How digitalization supports operational agility for councils

The latest digital technology is key here, such systems can balance the need for staff to visit the office, thereby supporting social distancing. They can help service managers who may not be able to get to an office to continue working. They allow teams to access services and assets remotely. They can create new rounds or make adjustments to existing ones in order to optimize staffing resource required, all while working at home. Innovative online council services help councils meet the needs of their residents and improve productivity. And critically also, the best of these systems can do so in a fully secure manner.

Digital systems can help councils redeploy staff easily and quickly, if illness necessitates, design new assets and add them to the network when required. Many organizations have found ways to transition roles to remote working that would previously have been seen as amongst the most challenging. The difference between those that were able to do this quickly and easily compared to those that have struggled and encountered costly obstacles is the agility built into their systems and processes.

In other words, this kind of technology has enabled councils to adapt seamlessly to the new normal. It has allowed managers to work from home while continuing to hold meetings, schedule pothole repairs, highways inspections and manage and engage with operational teams while they are out on their rounds – a crucial advantage at any time but especially through the pandemic.

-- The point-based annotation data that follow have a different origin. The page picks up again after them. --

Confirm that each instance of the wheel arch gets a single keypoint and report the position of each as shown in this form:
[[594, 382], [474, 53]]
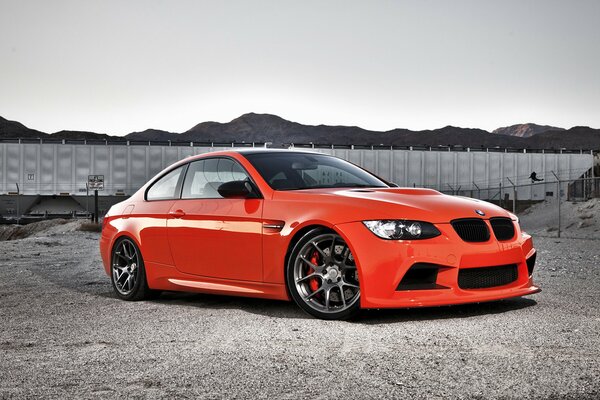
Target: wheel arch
[[299, 234]]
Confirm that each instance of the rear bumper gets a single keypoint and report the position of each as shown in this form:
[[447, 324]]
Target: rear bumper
[[383, 263]]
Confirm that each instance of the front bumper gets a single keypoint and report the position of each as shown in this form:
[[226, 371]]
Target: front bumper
[[383, 263]]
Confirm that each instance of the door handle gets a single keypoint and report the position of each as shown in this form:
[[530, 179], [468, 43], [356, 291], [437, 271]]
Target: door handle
[[177, 213]]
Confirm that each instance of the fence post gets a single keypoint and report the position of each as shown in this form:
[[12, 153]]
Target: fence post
[[558, 197], [451, 188], [478, 191], [18, 208], [514, 196]]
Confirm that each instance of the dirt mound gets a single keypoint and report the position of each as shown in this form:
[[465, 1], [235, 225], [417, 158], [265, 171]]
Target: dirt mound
[[42, 228]]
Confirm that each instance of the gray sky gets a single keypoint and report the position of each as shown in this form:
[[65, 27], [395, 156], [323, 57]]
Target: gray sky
[[123, 66]]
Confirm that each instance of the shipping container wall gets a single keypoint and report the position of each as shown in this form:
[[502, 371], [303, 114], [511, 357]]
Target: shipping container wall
[[54, 168]]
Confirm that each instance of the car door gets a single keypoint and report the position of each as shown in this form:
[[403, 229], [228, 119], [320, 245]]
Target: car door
[[151, 216], [213, 236]]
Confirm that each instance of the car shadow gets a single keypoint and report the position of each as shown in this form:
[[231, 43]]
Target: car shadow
[[287, 309], [386, 316], [99, 285]]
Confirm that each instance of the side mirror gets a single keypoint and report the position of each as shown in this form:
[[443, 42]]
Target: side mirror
[[236, 189]]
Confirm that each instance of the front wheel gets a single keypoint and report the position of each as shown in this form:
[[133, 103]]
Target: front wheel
[[128, 275], [322, 277]]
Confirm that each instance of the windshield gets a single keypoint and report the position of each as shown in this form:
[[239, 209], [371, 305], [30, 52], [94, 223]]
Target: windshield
[[294, 171]]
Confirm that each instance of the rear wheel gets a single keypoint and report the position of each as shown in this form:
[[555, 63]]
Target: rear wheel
[[322, 277], [128, 274]]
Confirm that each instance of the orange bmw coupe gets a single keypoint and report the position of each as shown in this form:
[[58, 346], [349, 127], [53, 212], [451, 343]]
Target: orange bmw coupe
[[325, 233]]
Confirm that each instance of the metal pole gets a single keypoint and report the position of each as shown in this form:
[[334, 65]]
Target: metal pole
[[514, 196], [478, 191], [95, 206], [558, 197], [18, 208], [87, 200]]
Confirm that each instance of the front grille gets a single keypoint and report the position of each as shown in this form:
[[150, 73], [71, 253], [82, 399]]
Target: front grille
[[485, 277], [503, 228], [471, 229]]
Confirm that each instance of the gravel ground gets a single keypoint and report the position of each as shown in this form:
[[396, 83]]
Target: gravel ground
[[64, 334]]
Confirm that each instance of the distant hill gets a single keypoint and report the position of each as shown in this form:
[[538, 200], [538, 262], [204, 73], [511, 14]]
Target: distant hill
[[13, 129], [525, 130], [261, 128]]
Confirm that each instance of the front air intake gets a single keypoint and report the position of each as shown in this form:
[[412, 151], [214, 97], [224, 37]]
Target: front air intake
[[504, 228], [471, 229], [486, 277]]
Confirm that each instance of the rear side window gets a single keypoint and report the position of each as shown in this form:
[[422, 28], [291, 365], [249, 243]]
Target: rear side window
[[166, 188], [204, 177]]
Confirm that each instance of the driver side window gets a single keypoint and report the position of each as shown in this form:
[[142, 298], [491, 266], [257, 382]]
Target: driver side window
[[204, 177]]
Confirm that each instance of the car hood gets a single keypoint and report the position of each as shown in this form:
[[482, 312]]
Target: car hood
[[398, 203]]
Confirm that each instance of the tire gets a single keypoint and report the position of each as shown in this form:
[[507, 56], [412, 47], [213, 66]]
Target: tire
[[321, 276], [127, 272]]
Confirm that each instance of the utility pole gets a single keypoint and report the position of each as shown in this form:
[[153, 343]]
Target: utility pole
[[558, 197]]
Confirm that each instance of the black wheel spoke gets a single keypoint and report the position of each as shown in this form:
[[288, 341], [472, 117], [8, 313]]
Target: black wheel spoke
[[334, 294], [125, 268]]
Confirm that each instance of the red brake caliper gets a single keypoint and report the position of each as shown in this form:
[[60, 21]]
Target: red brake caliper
[[313, 283]]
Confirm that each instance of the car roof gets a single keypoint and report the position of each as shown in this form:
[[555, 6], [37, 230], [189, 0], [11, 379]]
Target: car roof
[[255, 150]]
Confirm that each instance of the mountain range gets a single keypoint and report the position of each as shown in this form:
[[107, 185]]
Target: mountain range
[[261, 128]]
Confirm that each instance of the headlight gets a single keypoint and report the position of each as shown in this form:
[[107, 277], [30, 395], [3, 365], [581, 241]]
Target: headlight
[[398, 229]]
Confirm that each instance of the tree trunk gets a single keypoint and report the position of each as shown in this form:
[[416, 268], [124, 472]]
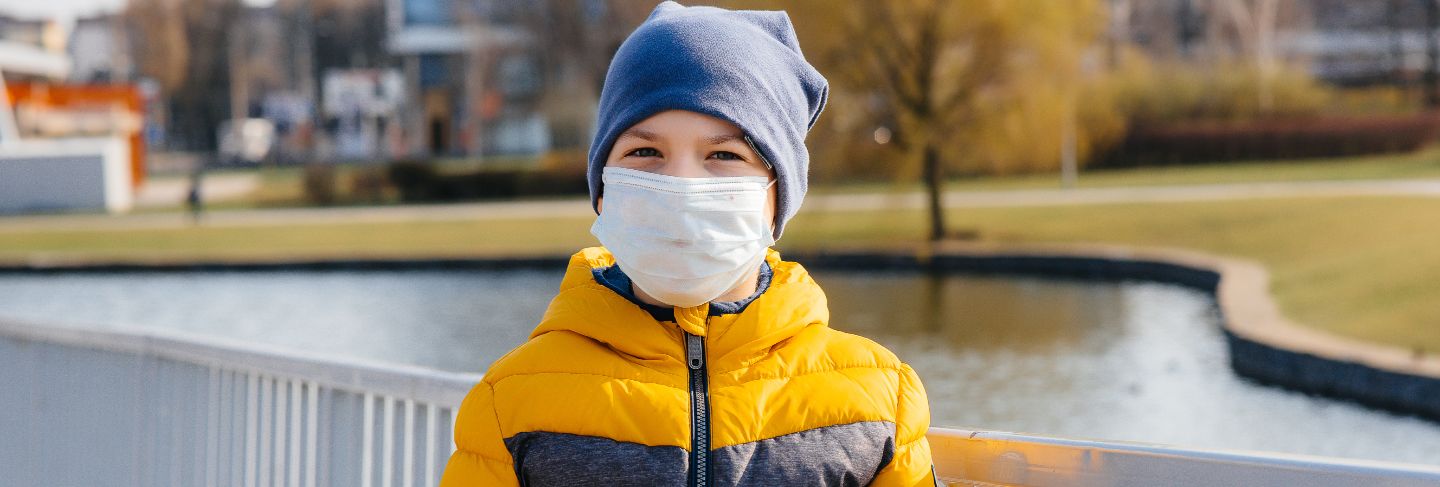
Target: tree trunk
[[1432, 55], [932, 182]]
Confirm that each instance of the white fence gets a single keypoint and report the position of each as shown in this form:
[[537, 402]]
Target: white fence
[[108, 408], [144, 408]]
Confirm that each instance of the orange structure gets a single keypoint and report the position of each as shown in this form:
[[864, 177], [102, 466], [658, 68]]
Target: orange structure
[[48, 110]]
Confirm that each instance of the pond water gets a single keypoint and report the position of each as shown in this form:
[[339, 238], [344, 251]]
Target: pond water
[[1109, 360]]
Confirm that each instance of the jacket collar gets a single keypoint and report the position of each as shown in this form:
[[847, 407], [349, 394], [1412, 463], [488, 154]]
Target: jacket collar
[[589, 309]]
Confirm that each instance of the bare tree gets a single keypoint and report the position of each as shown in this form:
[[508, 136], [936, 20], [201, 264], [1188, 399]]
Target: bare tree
[[941, 66]]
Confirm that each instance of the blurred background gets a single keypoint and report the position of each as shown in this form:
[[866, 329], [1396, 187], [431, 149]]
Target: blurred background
[[196, 134]]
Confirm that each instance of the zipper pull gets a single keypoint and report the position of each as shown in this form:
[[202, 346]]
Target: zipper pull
[[694, 350]]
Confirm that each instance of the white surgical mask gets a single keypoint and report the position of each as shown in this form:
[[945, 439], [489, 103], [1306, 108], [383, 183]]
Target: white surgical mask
[[684, 239]]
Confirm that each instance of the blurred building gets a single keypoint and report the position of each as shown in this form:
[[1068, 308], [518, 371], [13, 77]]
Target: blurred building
[[1341, 42], [473, 78]]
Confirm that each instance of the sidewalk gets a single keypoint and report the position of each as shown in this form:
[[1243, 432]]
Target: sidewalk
[[579, 208]]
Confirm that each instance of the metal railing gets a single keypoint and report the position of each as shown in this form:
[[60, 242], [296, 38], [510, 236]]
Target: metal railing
[[150, 408], [147, 408]]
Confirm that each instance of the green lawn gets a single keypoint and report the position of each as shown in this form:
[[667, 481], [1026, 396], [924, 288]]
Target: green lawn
[[282, 186], [1362, 267], [1388, 166]]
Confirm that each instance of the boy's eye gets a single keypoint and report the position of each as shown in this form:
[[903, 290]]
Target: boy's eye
[[725, 154]]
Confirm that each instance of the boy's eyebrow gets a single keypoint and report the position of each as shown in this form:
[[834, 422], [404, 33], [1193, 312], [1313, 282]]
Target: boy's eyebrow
[[722, 139], [638, 133]]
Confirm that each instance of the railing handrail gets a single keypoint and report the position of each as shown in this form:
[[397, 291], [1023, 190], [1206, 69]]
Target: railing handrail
[[342, 373], [961, 454], [1018, 458]]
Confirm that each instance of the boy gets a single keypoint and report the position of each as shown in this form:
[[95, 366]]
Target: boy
[[684, 352]]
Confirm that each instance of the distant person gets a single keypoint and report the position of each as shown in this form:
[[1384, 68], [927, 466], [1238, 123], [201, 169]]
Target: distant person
[[193, 200], [686, 352]]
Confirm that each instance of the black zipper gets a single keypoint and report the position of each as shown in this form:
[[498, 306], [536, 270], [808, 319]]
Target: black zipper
[[699, 411]]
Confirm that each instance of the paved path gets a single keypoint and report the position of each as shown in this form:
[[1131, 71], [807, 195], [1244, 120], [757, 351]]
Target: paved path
[[579, 208], [160, 192]]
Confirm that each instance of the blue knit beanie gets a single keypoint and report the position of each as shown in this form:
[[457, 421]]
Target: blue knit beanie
[[743, 66]]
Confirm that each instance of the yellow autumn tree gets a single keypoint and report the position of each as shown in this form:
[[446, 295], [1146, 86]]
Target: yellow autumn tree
[[971, 85]]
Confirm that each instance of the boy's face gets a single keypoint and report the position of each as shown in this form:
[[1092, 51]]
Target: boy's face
[[689, 144]]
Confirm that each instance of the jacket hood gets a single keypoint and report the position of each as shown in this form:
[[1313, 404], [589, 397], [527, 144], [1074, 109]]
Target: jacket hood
[[585, 307]]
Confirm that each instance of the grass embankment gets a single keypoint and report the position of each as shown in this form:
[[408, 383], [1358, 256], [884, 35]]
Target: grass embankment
[[1367, 167], [1361, 267], [284, 186]]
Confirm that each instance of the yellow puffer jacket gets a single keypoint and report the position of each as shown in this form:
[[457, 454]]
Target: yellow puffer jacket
[[602, 394]]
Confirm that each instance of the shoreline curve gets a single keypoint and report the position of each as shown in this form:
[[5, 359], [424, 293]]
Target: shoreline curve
[[1263, 345]]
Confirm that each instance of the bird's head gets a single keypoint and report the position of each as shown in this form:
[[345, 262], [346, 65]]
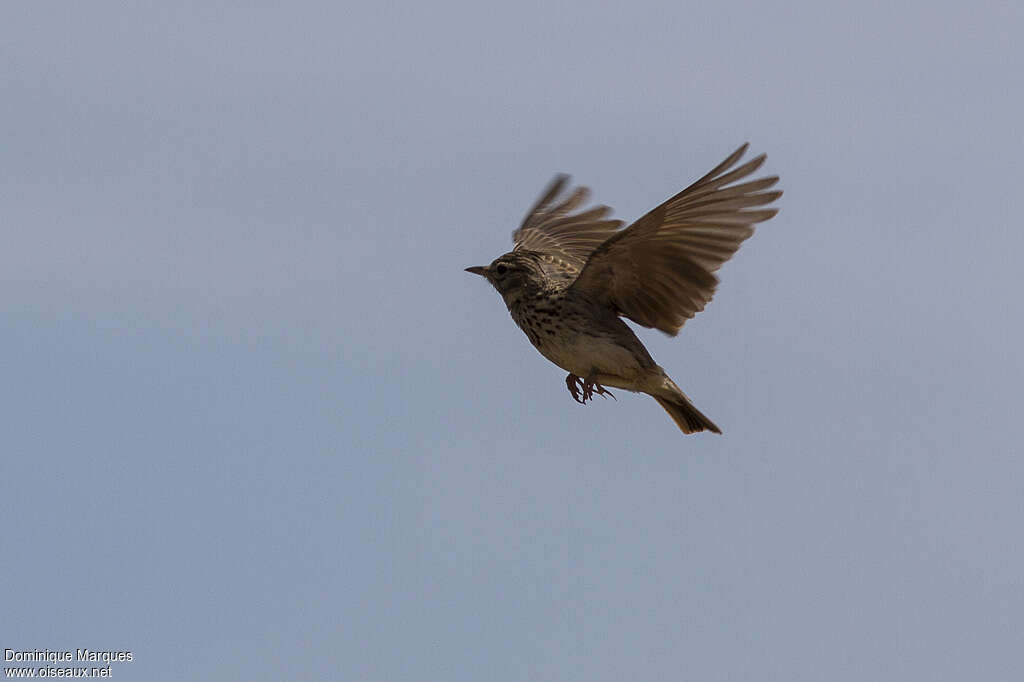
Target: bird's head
[[513, 274]]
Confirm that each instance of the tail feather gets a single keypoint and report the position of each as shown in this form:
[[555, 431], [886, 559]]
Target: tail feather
[[688, 418]]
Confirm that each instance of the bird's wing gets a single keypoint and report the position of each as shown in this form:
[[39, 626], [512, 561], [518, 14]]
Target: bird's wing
[[659, 270], [564, 239]]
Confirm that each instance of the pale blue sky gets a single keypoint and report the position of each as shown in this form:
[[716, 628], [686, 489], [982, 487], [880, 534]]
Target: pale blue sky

With the latest digital systems, operations managers can review and create new rounds for a waste team, and make ad hoc changes or respond to online service requests, without needing to visit the office, physically meet the team or develop or handle job sheets to be handed out. Service changes can be automatically updated on council websites to keep council teams and the public continuously informed. The ability to deliver live updates in this way lessens the pressure on councils by reducing the incidence of calls coming into council offices and the administrative need to update the website.

Using automation in this way is an urgent societal imperative according to a 2019 report from the Information Technology & Innovation Foundation. It found Increased automation can “significantly boost societal productivity, which would help address challenges such as wage growth, aging populations, rising health-care costs, environmental restorations, global competitiveness, and public sector debt.”

Through lockdown and beyond

Even during lockdown easing, the ability for people who may not be able to get to an office because they are shielding, high-risk or self-isolating, to continue working, is another crucial advantage. Often data management across multiple service areas can be done remotely for instance. Ease of access to data is key of course to enable this kind of remote working. Having data hosted in the cloud and being able to access it through any browser or Internet connection is a major benefit during these times. All this reduces the administrative burden on councils and drives operational agility but it also serves to protect public health by reducing person-to-person contact and ensuring social distancing. 

Eliminating the need for a physical server reduces the burden on IT and the need for IT teams to come into company sites to carry out maintenance or make repairs and it also removes the risk of hardware failure compromising business continuity.

In these times, this kind of agility is increasingly becoming a must have rather than a nice-to-have. Councils that had a lot of digital technology in place before the pandemic struck have adapted very well during the time of Covid-19. They have been able to keep employees working remotely, driving efficiencies while helping protect the health of their employees. They have been able to get ahead of the game and ensure service continuity, while keeping the public informed and happy with the service provided. And they have also ensured that they are prepared not just for this ongoing crisis but for any crisis situations to come.